L’idée est martelée sous toutes les formes, de drapeaux ukrainiens redécorés avec une croix gammée à des vidéos « spontanées » de soldats russes tombant sur un drapeau nazi dans le salon d’une maison ukrainienne. Eux diraient la vérité. Ces comptes poutinophiles appuient sur les exemples de désinformation pro-Kiev, comme la rumeur selon laquelle le mémorial juif de Babi Yar aurait été détruit, ce qui s’est avéré erroné. Ils recourent aussi à des sites de vérification lancés par Moscou pour l’occasion, comme War on Fakes.
Les « petits télégraphistes » du Kremlin jettent un voile de suspicion sur tous les documents susceptibles d’embarrasser Moscou. « La trame narrative est très similaire à celle du conflit en Syrie : la désinformation russe œuvre à instiller en permanence le doute sur ce qui se passe vraiment, en utilisant des postulats conspirationnistes », détaille Marie Peltier, autrice d’Obsession : dans les coulisses du récit complotiste (Inculte, 2018). Tout est bon pour faire passer des photos de guerre pour des mises en scène, d’un appareil de chantier ajouté à l’ordinateur en passant par une archive Instagram présentant comme une actrice une femme enceinte en état de choc. L’un des comptes pro-Russie, « Stern », 3 000 abonnés, va jusqu’à présenter les scènes de dévastation à Marioupol comme un film, avec son « script ».

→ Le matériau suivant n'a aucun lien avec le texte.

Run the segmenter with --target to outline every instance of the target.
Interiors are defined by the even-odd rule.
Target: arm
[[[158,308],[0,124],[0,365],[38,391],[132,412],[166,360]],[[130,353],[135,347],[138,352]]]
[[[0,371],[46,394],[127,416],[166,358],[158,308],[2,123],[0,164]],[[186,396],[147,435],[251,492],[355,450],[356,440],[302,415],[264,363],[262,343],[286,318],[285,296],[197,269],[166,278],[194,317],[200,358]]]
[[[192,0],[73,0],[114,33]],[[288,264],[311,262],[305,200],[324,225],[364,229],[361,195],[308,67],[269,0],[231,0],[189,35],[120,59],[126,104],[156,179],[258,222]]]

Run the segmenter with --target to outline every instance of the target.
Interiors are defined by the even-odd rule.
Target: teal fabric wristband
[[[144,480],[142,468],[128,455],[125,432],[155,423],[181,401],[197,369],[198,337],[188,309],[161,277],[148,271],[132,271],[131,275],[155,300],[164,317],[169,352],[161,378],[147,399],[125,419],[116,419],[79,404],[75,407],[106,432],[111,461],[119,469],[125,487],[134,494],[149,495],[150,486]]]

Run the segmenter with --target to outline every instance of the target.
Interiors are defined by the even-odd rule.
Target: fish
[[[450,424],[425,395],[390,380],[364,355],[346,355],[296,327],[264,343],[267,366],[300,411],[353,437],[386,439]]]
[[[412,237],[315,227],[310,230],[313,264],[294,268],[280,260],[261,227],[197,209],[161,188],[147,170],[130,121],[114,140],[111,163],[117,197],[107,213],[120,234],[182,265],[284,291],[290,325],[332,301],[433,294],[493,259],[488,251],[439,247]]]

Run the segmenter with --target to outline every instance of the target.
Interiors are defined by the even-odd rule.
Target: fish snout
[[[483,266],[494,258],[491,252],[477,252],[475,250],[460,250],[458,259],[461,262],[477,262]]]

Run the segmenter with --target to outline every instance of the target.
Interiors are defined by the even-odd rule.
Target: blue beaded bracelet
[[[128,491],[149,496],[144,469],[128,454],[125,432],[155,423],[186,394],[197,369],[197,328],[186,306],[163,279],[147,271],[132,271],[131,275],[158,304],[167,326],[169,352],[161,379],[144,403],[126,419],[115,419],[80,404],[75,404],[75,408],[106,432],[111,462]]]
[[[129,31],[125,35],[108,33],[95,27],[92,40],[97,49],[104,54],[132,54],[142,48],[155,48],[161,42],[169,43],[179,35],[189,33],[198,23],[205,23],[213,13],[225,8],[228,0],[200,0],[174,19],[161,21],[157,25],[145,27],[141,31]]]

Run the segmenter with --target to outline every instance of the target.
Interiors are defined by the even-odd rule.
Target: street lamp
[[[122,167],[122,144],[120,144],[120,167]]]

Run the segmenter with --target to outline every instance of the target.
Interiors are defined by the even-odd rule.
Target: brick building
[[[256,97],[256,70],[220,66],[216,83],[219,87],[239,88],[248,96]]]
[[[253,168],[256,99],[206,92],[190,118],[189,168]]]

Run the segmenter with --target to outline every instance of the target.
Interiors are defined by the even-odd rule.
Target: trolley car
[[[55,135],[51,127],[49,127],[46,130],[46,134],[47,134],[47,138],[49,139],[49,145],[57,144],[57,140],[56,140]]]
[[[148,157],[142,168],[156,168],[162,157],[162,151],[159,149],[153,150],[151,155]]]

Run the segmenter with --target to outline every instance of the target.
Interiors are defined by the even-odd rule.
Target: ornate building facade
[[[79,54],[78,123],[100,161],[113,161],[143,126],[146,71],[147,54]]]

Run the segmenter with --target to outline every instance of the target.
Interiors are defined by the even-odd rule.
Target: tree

« Les astuces logiques, l’inversion de la cause et la conséquence, la manipulation des intentions, tout cela ça a été théorisé par l’armée russe pour tromper et même reformater l’adversaire », convient Dimitri Minic, chercheur à l’Institut français des relations internationales (IFRI) et spécialiste de la pensée stratégique russe. Mais ce n’est pas systématique. Derrière ces faux « farfelus et grossiers », il invite à voir aussi « une transparence dans leurs inquiétudes », fussent-elles déconnectées de la réalité : les élites russes se distinguent par leur propre porosité aux théories du complot, souligne le chercheur.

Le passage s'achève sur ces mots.